Victoria took a big step towards easing its homeless crisis when Premier Daniel Andrews announced Victoria will spend $5.3 billion to build 12,000 public housing homes during the next four years. The project will be the biggest spend on public housing in Australia’s history.
Of the set 12,000 dwellings, 1000 will be set aside for Indigenous Victorians, 1000 for victims of domestic violence and 2,000 for those experiencing mental health issues. Besides Melbourne, the housing will also be built in regional Victoria.
The project is also set to generate over 43,000 jobs in an industry where almost 30,000 construction workers have lost their jobs since March.
During the coronavirus crisis, the Andrews government set up a shelter program for Melbourne’s homeless by accommodating them in hotels that were left empty when tourists disappeared. The program got an extension in July, but there have been growing calls to make a housing solution permanent.
Solving homelessness by giving people permanent homes has been well researched and documented, and is seen as the Housing First model. The most prominent and successful example of this is Finland, which is the only European country where homelessness is on a steady decline and the government is on track to completely eradicate it within a few years.
In the 1980s, Finland realised that the most effective way to prevent homelessness is to have enough affordable housing. Since the 1980s and especially after 2008, cities and organisations have constructed and bought housing from the private market and turned previous temporary housing into affordable apartments.
Finland already has world-leading social support services and healthcare and education are free, but a major reason why the model has worked is that it was implemented as a cooperation between the state, municipalities, NGOs and volunteers.
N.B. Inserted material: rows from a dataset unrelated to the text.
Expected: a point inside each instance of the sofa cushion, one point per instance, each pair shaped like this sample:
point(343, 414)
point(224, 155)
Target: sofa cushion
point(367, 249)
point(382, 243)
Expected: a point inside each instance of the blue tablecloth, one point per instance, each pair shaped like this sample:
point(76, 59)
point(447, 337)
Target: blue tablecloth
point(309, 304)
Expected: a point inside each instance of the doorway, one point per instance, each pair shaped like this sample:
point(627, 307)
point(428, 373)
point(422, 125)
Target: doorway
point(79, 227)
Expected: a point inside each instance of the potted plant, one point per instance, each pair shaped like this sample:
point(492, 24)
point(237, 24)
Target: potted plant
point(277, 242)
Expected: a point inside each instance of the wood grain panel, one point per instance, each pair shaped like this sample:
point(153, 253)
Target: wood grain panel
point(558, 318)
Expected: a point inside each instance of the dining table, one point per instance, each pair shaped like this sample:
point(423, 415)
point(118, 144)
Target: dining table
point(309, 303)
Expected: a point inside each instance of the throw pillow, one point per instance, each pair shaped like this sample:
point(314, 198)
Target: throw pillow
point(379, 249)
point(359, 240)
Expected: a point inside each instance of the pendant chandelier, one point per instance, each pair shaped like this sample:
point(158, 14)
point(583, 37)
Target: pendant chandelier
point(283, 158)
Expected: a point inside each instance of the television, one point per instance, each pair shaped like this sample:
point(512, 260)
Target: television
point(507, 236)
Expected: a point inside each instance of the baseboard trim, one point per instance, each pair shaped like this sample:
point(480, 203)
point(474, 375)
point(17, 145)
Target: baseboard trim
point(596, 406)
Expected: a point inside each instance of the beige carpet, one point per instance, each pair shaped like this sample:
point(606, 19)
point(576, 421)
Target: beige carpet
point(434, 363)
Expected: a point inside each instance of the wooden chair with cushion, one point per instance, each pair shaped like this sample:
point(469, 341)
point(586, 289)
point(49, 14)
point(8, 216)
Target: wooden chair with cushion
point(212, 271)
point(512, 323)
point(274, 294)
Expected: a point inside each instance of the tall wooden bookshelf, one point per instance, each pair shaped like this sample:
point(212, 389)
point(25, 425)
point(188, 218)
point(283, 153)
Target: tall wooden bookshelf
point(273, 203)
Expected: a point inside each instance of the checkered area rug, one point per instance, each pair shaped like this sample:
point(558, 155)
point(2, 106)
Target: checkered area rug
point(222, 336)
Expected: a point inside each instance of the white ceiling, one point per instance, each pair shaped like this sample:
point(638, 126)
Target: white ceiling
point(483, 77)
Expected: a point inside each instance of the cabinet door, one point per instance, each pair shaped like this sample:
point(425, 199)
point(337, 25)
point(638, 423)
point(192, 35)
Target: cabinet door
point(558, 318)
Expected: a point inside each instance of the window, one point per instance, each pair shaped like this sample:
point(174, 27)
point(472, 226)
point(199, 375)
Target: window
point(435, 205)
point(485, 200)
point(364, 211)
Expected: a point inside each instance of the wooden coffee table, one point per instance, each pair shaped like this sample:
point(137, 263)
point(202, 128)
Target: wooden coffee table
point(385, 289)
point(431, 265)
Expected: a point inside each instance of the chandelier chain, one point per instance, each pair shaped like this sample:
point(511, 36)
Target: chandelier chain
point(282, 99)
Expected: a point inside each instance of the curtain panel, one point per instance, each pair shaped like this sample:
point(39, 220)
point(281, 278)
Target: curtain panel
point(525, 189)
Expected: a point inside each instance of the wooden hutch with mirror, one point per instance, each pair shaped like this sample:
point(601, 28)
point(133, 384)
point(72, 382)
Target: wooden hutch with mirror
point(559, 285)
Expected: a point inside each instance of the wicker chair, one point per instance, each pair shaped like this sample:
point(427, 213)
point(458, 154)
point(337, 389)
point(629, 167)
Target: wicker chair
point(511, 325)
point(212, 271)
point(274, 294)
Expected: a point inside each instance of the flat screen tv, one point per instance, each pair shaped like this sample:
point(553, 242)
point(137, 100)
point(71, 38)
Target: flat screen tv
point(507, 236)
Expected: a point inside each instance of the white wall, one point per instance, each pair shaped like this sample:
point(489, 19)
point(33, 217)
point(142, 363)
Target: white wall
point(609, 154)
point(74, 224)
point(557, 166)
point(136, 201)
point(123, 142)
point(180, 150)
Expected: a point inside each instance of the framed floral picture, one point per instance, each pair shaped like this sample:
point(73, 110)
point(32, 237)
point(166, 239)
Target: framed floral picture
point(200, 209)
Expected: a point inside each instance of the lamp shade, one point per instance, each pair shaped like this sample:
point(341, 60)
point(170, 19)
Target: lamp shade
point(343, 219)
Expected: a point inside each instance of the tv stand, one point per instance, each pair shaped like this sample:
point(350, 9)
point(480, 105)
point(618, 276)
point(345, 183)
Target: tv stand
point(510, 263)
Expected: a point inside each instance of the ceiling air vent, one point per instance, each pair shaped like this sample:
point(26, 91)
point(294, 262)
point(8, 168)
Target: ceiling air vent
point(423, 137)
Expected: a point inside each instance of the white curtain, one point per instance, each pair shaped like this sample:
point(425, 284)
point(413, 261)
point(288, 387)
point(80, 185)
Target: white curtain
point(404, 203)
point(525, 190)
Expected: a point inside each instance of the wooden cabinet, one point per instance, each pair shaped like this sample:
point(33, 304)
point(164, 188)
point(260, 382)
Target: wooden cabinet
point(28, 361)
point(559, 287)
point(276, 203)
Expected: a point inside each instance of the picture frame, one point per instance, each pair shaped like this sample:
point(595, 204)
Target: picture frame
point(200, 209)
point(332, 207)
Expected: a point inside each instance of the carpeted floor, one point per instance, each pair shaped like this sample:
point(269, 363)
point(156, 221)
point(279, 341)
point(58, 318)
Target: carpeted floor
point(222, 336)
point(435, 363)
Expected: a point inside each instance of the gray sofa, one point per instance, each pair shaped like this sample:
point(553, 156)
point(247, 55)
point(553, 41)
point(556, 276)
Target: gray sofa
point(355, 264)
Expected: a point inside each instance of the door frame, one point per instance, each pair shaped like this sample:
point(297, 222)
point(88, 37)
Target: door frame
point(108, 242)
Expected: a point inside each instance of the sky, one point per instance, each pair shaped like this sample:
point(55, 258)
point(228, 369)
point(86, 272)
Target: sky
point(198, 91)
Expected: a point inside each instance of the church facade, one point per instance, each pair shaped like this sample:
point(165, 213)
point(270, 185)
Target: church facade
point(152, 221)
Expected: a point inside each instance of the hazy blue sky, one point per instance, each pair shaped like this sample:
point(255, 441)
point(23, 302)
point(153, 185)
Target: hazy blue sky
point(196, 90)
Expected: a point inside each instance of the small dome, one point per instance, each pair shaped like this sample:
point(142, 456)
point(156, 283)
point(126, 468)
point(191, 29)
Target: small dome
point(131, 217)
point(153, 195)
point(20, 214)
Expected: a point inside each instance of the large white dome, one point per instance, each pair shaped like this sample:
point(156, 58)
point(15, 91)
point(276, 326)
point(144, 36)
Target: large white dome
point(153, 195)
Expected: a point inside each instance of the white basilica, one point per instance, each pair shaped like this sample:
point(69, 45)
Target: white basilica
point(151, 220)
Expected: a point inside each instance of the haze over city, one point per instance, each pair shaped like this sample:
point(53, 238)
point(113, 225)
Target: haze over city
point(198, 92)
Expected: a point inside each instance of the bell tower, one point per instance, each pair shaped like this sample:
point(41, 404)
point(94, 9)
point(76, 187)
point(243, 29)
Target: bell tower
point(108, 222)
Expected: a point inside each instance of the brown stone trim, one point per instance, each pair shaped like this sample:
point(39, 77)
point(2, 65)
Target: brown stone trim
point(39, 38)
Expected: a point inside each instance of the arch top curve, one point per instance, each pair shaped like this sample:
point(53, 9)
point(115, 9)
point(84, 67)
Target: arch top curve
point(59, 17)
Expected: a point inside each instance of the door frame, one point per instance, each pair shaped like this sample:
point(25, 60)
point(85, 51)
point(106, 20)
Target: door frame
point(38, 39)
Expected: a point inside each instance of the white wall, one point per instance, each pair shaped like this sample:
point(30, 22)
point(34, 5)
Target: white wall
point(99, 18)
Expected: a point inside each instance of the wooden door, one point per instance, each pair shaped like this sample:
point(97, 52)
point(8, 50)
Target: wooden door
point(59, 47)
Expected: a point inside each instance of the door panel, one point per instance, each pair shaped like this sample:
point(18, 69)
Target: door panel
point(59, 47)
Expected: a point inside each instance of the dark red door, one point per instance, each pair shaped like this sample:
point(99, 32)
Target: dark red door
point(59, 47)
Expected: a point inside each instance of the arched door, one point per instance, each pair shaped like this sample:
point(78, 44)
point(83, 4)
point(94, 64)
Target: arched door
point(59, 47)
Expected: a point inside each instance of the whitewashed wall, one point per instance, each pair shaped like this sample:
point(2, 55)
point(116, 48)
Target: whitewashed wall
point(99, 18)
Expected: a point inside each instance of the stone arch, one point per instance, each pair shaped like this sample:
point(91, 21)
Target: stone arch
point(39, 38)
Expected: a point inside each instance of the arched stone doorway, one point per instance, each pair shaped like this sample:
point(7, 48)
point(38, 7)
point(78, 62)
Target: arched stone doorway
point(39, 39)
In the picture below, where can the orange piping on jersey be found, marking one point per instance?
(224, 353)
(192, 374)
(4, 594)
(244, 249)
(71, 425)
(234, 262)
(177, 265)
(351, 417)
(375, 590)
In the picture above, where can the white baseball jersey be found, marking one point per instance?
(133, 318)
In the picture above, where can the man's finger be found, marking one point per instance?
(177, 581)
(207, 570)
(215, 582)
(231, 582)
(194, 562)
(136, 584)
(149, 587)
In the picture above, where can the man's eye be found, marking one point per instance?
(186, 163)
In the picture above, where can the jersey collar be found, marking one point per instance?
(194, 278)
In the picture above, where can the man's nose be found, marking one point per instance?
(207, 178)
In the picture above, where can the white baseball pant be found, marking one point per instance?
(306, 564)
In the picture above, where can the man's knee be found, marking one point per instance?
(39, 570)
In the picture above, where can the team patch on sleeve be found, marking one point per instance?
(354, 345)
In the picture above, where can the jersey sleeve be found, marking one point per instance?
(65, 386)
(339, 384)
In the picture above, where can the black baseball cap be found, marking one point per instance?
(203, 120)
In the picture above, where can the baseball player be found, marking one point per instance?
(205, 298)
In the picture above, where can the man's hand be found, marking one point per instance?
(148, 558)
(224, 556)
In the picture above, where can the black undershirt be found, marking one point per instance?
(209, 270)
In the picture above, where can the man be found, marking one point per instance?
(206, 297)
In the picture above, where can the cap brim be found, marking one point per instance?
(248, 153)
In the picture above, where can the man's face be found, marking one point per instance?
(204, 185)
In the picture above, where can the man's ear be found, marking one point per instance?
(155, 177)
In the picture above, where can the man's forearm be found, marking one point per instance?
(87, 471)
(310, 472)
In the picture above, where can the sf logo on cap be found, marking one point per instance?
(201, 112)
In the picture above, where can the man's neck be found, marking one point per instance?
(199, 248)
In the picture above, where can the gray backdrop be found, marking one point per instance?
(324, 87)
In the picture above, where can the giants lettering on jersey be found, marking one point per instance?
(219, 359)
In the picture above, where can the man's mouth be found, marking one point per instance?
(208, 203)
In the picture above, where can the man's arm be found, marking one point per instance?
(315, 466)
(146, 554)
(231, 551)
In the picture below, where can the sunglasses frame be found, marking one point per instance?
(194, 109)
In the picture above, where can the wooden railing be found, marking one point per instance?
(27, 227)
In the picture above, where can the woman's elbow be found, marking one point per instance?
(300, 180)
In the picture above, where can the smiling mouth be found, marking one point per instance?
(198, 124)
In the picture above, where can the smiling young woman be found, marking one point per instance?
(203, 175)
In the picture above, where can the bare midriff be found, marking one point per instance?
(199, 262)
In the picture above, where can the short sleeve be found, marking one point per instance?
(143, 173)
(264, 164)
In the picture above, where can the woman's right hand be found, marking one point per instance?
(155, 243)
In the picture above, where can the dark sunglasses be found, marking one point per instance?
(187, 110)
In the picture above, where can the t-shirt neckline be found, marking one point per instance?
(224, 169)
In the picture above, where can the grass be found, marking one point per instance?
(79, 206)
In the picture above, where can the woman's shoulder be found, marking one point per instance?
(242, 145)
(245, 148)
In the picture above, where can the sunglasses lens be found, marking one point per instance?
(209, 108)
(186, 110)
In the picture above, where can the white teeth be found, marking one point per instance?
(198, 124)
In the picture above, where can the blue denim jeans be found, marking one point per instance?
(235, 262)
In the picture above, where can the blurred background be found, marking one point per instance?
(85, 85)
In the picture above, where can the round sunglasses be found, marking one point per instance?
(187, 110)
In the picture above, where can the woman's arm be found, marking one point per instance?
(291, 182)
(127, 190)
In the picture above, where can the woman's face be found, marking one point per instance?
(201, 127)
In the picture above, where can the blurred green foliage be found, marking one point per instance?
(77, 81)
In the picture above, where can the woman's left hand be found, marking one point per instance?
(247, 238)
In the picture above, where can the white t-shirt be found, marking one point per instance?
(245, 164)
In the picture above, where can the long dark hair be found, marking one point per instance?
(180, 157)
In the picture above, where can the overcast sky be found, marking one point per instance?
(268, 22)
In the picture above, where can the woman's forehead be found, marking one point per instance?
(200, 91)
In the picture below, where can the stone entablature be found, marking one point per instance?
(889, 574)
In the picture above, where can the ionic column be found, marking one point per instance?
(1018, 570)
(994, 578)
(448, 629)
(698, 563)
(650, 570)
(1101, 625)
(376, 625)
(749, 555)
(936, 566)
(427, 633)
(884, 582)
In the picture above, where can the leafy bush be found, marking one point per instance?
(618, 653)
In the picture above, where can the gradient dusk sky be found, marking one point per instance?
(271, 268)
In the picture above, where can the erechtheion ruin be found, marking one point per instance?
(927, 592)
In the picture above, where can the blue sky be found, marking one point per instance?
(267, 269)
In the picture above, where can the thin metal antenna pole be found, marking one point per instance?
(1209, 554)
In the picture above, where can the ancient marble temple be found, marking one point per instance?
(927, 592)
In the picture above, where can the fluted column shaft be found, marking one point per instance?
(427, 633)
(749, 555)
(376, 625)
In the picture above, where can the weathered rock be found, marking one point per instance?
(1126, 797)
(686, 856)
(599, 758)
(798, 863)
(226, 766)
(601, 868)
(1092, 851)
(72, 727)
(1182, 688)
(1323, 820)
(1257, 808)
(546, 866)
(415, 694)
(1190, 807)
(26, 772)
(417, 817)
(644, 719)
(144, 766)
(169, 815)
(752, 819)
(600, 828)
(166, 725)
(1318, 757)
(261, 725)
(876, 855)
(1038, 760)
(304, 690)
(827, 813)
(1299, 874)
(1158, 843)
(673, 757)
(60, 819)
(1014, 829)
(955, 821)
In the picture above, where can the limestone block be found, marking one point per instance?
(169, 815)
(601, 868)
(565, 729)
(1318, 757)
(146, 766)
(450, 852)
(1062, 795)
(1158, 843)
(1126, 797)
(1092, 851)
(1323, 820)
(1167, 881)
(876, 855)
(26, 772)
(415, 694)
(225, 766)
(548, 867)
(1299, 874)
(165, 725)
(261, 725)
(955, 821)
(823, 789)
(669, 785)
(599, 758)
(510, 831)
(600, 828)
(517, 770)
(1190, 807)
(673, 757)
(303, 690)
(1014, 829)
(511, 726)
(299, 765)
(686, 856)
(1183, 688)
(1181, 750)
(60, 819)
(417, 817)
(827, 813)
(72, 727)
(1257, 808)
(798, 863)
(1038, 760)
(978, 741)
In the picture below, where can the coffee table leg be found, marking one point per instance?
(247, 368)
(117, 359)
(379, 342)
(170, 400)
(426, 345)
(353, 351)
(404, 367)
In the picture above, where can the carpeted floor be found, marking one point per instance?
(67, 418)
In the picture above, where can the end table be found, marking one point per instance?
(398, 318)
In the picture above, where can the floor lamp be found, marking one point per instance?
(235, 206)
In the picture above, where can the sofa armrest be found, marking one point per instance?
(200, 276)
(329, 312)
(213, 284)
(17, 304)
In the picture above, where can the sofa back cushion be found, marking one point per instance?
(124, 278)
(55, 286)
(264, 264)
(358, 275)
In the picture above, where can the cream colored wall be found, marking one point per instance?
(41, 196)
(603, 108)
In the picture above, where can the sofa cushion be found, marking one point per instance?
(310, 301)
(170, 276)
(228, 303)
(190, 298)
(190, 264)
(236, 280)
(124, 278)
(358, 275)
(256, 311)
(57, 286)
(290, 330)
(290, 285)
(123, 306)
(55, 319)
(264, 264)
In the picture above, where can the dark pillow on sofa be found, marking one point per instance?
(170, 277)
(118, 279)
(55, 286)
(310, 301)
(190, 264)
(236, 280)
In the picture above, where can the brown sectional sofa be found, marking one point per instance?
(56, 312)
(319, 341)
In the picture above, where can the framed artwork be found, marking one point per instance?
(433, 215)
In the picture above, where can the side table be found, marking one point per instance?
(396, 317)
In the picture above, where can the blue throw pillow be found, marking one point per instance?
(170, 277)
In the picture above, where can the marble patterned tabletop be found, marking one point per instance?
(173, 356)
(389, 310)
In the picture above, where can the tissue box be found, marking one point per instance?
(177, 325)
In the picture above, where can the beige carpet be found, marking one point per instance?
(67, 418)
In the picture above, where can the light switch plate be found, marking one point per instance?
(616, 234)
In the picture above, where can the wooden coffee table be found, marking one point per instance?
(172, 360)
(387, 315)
It’s also the reason why major projects like this haven’t taken off in Australia. Political pushback of giving away “free housing”, and concerns over the cost of these programmes have put brakes on a problem that’s only been growing. Now, a new government agency, Homes Victoria, has been established to specifically manage public housing.
According to Juha Kaakinen, the chief executive of the Y-foundation, which contributes to the Housing to Housing First in Finland, says cost is one of the biggest misconceptions around affordable housing. Having people live in permanent homes has massively reduced the need for other special services people experiencing homelessness often have.
In Finland, it’s calculated that the savings in Housing First services compared to someone experiencing long term homelessness can be up to $15,500 a year.
“There is ample evidence from many countries that shows it is always more cost-effective to aim to end homelessness instead of simply trying to manage it. Investment in ending homelessness always pays back, to say nothing of the human and ethical reasons,” Kaakinen wrote in Guardian in 2016.
Individuality is one of the key aspects of the Housing First principle. Getting a place of your own already gives people a sense of responsibility and helps them to see their lives as meaningful and independent. Residents themselves get to choose what services they would like to use instead of a ready-made support package that rarely fits all. People can live in standard rental apartments or supported housing units with common areas and support services available at all times. Residents in the program have also noted how the privacy and peace of a home helped them overcome other issues when compared to living in temporary housing.
Getting this order right, first a home and then help to other problems, is the most crucial step in the process.
Council to Homeless Persons chief Jenny Smith said in a statement that the lack of affordable housing has been driving homelessness in Australia in the first place.
“Without a secure affordable home, it is almost unachievable for people to engage in education or employment, much less to maintain their health and well being,” she said.
The approach has worked. Most residents in Finland have, from their supported housing, entered work, school or assisted work training programmes, and most have left to live fully independent lives.
Since the first changes made in Finland in the 1980s, homelessness has dropped over 60 percent. Only around 5,000 people classified as homeless remain in the whole country and street homelessness has been almost completely eradicated.
Victoria’s social housing list was almost 49,000 in October, meaning over 100,000 people were waiting for a home. The state has also for decades had the lowest social housing rate in the country: 3.2% compared to the national average of 4.2%.
While Finland’s model can still seem distant in Australia, the new public housing spend is also a political statement that shows the government acknowledges the issues that have been building up for years in Victoria.
The scale of this project also indicates that it could be one of many to come, and sets a precedent for more similar approaches to a crisis affecting over 100,000 Australians every year.